Another big Rangers move: the establishment of a youth academy for ages 4-16. While the men’s team is set up as a nonprofit, the academy is an LLC. And it’s proved profitable.

That profit is necessary because the creation of the youth academy took away some of the fanbase from the games. Now, Wardlaw said, members of competing youth clubs don’t want to support the Rangers.

“Kids that may play for other youth clubs now see us as a rival and do not want to support us, which that’s totally their right to do that. I hate it, but at the same time youth soccer here needed to improve,” Wardlaw said. “We definitely go over and beyond what we do for these kids, and by doing that, that’s caused the other clubs to step their game up a little bit, too. So indirectly we are improving other clubs.”

It all plays into the ultimate goal: to create that European-style soccer club where youth academies feed into minor-league teams that feed into professional teams.

Rangers hats, T-shirts, scarves and more for sale at an event in Little Rock.
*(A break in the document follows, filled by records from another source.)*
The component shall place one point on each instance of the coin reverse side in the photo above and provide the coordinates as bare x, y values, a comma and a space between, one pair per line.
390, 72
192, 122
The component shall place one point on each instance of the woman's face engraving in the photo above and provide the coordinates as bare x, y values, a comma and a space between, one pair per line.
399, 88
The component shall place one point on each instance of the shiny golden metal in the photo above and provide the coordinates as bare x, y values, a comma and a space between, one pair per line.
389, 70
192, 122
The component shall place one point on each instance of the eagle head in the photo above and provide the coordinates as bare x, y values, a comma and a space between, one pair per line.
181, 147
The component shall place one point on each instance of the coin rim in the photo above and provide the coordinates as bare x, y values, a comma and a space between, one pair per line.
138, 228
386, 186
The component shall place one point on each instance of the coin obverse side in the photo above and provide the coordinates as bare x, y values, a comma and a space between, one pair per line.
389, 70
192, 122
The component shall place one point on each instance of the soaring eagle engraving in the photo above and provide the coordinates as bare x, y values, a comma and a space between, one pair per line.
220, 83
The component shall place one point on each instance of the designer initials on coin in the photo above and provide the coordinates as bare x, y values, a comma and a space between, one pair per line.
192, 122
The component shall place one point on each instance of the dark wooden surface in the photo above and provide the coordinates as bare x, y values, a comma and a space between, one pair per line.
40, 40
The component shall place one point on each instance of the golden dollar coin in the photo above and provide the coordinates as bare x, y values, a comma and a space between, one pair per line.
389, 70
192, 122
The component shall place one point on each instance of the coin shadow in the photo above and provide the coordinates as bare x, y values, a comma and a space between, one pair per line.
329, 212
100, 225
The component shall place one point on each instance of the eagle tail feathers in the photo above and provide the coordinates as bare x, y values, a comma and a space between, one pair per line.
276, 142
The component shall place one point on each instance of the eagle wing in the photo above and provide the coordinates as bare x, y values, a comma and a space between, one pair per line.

Merchandise is one of the nonprofit’s three main revenue sources.

Wardlaw owns the youth academy 50/50 with his partner Ante Jazic, a retired MLS player who moved to Arkansas with his wife, Annemarie Dillard.

Together they dreamed up the idea of having year-round soccer by creating a winter academy and a summer camp that lasted the whole summer rather than a couple of weeks out of the summer, which is the norm, Wardlaw said.

“It’s been great. We are crazy growing,” said Wardlaw. The youth club will fielded seven teams last fall, and they recently expanded into Searcy. “We’ve had other communities reach out to us interested. I can’t stress it enough that we’re not in it for a money thing, we’re not trying to grow so that we can count heads and make more money. It’s got to be a good fit for us to do it, and something that we can see growth from. We are truly trying to build a club and a community and it’s working.”

After seeing huge success from the men’s team in 2016, Wardlaw created a women’s team in the NPSL for the 2017 and 2018 seasons. But after coaching and organizational issues, he decided to let the team stay dormant until the Rangers were more established.

Now that the Rangers are in the USL, which has two female leagues the Rangers can compete in, a women’s team is back at the forefront of Wardlaw’s plans. He knows there is a market for it in Little Rock, and wants to create it, he just needs help.

“I hated [stopping] it,” Wardlaw said. “I really just couldn’t manage it myself, and I’ve hoped that someone would approach me and say, ‘I wish you’d start a women’s team back up and I want to do it,’ because I would do it. I just physically can’t do it myself.”

Looking ahead

The team has grown significantly since its 2016 inception. Wardlaw says they now have players from all over the world reach out to play with them, but the Rangers are looking ahead after the past two seasons left more to be desired.

The team announced only a day before their last game of the 2022 season that head coach Will Montgomery would be stepping down from the position he has held since the team began to spend more time with his family. The team hired Italy native Adriano Versari as Montgomery’s successor.

Wardlaw says game attendance has plateaued, but awareness in the city is hopefully growing.

“Our brand and our awareness within the city has grown. The mayor is a fan, you know? And way back when, when I grew up playing soccer, I might as well have been a skateboarder because soccer was such an alt sport back then.”

He also wants the sport to expand in “flyover states” as well.

“The thing is there are athletes in Arkansas and the middle of the country. In order for sports in the country to get better, for the U.S. national team to get better, we’ve got to start making better players in the middle of the country.” Wardlaw’s goal is to not have great players uproot and move to bigger states to play, but to have opportunities in their home states. “That’s what I hope happens in Arkansas. Break it down and we hope it happens in Little Rock, but we also want to grow in our state. So that’s happening in Searcy. You’ve got to start getting smaller and smaller.”